To remove all the resources from a token policy, simply set the body parameter to an empty array:

[]

Responses

200 OK

If your API call succeeds you’ll get back a collection containing all the allowed resources for the token policy:

[
    "urn:ietf:params:oauth:client_id:37a7bf21-9ac5-48c5-96b5-c2173debee26"
]


Error Response Codes

The following table includes information about some of the other response codes that you might encounter when calling this endpoint.

Response Code

Description

403

Forbidden. Typically occurs when you make a call using an invalid configuration token. This is usually because the token has expired (configuration tokens have a maximum lifetime of 1 hour).
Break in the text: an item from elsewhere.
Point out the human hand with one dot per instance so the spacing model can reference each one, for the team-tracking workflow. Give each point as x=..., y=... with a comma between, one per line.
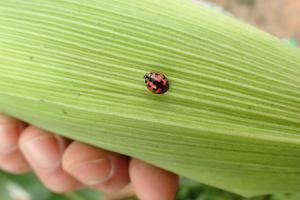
x=63, y=165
However, it’s also possible that the token wasn’t issued a scope capable of accessing grant type information. See the article API Security for Configuration for more information.

404

Not found. The specified token policy could not be found. This generally occurs because you referenced an invalid policy ID or customer ID when making your API call.

422

Unprocessable entity. Typically occurs if your body parameter isn't formatted using JSON.